A trama é conhecida. Mulher jovem, um tanto ingênua, desprovida de parentes ou amigos, casa-se com homem maduro e rico, vão morar na mansão da família dele, em região fria e soturna, onde há fantasmas/criados ou parentes saudosos/ para assombrar a jovem noiva. Há pelo menos 250 anos o romance gótico usa a mesma fórmula para arrebatar o interesse de multidões. Com elementos da atualidade (referências a redes sociais, astros pop e cenas de sexo mais explícitas do que em seus primórdios), o gênero se mantém vivo em títulos como A criança do fogo (Bertrand Brasil, R$   46,90), de S.K. Tremayne, contrariando previsões de quem previa sua extinção pela banalidade dos enredos, dois séculos atrás.

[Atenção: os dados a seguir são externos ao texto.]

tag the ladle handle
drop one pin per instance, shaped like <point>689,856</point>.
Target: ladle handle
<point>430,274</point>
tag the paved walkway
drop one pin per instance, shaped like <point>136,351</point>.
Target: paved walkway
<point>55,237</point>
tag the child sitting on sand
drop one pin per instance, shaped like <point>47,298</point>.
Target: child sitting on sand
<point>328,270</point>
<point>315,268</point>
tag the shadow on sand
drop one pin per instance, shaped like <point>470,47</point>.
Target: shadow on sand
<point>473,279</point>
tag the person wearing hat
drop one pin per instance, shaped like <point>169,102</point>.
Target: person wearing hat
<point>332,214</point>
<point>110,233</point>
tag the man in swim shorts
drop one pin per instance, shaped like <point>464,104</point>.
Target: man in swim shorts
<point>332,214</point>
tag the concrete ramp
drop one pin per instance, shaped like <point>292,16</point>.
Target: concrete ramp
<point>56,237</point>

Entre os detratores do romance gótico, o maior destaque foi Jane Austen, que o considerava diversão vulgar para jovens descerebradas e até criou, para satirizá-las, a protagonista  de A Abadia de Northanger (BestBolso, R$ 24,90), que espera viver uma aventura romântica em cenário sombrio.  A despeito do desprezo da crítica, um clássico da literatura inglesa, Jane Eyre (Zahar, R$  64,90), traçou o roteiro do romance gótico que se mantém até os dias de hoje: jovem preceptora pobretona é seduzida por um homem de passado misterioso, que esconde a existência de sua amalucada mulher, de quem ele nunca se divorciou.

 

Misturando elementos semelhantes, em 1938, a inglesa Daphne du Maurier lança Rebecca, a mulher inesquecível (Amarilys, R$ 40), no qual um ricaço leva a noiva para morar em sua espetacular propriedade na Inglaterra. Se a protagonista jamais tem seu primeiro nome revelado – é conhecida apenas por Mrs de Winter, depois do casamento -, todos falam sem parar sobre a primeira mulher do marido, um fantasma tão presente quanto assustador. O sucesso de Rebecca, principalmente depois da adaptação cinematográfica estrelada de Alfred Hitchcock, até hoje levanta polêmica no Brasil, onde, em 1934, Carolina Nacubo publicara A sucessora (Instante, R$ 42,90).  Os dois romances falam de  uma jovem casada com um viúvo que não consegue deixar para trás a memória de sua primeira mulher, devido ao empenho de uma governanta  que cultua a imagem da ex-patroa. (Não seria a única suspeita de plágio envolvendo Daphne du Maurier: a autoria de seu conto Os pássaros, lançado em 1952, e transformado em filme de Hitchcock em 1963,  chegou a ser contestada por Frank Baer, autor de romance com o mesmo título, publicado em 1936. Como Carolina Nabuco, no entanto, ele desistiu de processar a inglesa. )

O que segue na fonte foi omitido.